Song You Need to Know: Fruit Bats Gold Past Life


The super sounds of the Seventies have long been a safe space for indie-rock types with fond distant memories of chilling in the backseat while mom and dad bumped the local AM radio station on long family car trips. Eric D. Johnson of the Fruit Bats has been uniquely skilled at this kind of slanted nostalgia, channeling Fleetwood Mac, Neil Young, the Beatles, Simon & Garfunkel, the Grateful Dead, Led Zeppelin III and other beloved vintage influences via his own raggedly pretty, warmly disaffected songwriting style.

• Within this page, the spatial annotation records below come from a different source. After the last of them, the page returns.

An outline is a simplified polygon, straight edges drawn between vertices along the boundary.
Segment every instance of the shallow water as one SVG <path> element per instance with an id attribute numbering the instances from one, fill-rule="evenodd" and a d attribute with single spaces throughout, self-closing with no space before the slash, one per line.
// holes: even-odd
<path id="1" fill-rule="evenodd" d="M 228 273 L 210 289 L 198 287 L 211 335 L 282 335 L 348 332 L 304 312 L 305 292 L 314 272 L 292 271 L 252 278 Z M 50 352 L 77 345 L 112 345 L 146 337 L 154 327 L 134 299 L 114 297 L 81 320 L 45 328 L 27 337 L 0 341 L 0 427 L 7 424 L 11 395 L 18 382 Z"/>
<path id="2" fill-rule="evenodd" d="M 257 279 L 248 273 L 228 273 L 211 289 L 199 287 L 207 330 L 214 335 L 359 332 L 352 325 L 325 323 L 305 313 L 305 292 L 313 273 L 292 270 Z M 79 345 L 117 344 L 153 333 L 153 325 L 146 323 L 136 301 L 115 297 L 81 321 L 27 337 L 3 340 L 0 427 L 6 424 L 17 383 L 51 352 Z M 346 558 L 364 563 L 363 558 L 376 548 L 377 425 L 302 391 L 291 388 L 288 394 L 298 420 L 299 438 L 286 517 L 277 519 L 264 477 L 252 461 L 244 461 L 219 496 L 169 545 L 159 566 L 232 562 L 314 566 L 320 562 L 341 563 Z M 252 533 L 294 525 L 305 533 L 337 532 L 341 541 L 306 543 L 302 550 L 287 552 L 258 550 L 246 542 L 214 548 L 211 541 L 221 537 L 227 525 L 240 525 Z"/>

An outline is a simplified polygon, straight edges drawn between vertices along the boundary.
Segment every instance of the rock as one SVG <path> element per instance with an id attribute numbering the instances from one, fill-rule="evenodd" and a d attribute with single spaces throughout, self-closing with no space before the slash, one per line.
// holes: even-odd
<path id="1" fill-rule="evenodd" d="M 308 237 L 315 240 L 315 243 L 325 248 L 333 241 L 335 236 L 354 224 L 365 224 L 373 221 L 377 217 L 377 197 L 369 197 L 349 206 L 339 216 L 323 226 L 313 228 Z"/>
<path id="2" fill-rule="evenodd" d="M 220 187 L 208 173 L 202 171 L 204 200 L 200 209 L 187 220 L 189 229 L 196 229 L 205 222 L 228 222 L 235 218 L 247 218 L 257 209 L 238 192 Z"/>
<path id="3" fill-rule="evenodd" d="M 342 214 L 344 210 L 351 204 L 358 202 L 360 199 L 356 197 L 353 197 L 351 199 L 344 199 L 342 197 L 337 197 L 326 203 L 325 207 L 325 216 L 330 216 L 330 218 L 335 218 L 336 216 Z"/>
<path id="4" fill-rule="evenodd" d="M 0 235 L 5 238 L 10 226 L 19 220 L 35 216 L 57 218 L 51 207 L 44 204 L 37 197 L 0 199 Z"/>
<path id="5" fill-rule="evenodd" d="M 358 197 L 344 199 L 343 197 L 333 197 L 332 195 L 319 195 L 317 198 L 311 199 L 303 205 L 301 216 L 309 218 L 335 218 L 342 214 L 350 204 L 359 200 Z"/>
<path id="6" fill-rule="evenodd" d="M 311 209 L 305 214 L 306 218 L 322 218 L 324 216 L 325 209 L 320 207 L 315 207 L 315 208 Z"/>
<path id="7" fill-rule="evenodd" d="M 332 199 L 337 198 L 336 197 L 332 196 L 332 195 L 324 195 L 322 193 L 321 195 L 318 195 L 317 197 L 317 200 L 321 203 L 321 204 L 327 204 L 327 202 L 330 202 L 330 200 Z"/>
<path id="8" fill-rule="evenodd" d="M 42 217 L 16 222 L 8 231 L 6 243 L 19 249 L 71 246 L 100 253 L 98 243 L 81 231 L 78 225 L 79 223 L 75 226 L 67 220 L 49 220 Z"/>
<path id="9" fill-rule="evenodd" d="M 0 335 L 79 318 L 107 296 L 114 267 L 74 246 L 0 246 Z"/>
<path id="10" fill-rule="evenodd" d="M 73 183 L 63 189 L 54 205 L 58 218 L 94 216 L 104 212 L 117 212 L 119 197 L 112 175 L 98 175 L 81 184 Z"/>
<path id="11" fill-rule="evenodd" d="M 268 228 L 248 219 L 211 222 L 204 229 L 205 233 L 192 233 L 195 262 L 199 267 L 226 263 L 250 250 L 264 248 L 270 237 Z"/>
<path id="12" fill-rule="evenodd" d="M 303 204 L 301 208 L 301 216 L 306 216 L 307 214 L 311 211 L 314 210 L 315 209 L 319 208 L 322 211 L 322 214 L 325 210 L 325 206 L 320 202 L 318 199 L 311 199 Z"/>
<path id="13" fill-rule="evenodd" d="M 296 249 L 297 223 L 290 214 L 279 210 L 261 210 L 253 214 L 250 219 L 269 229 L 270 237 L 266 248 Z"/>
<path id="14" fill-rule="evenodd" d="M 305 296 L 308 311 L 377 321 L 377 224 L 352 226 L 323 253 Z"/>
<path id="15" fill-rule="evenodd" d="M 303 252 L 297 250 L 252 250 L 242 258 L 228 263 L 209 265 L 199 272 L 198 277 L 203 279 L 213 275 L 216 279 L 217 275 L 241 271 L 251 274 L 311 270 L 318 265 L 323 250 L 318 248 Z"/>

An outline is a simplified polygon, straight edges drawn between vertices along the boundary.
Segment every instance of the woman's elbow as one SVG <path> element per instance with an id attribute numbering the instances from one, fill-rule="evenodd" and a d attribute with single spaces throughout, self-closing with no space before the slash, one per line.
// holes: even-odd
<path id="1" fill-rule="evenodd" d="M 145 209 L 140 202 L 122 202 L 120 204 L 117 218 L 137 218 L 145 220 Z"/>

The latest Fruit Bats song (the title track off their upcoming seventh LP) sees Johnson hit a peak of radiant retro poppiness. Gold Past Life brings to mind the Bee Gees and Seventies Paul McCartney, (especially the hippie-folk pastoralism of Monkberry Moon Delight and the soft-rock smoothness of Bluebird) with a little wide-lapel synth throb thrown in for good measure.

Johnson says the song is about love and fate and the meaningless random brutal nature of the universe. Yknow, small stuff and big stuff!, a description that suggests a little bit more of a George Harrison vibe. The rest of Gold Past Life (which is out June 21) is pretty fab too.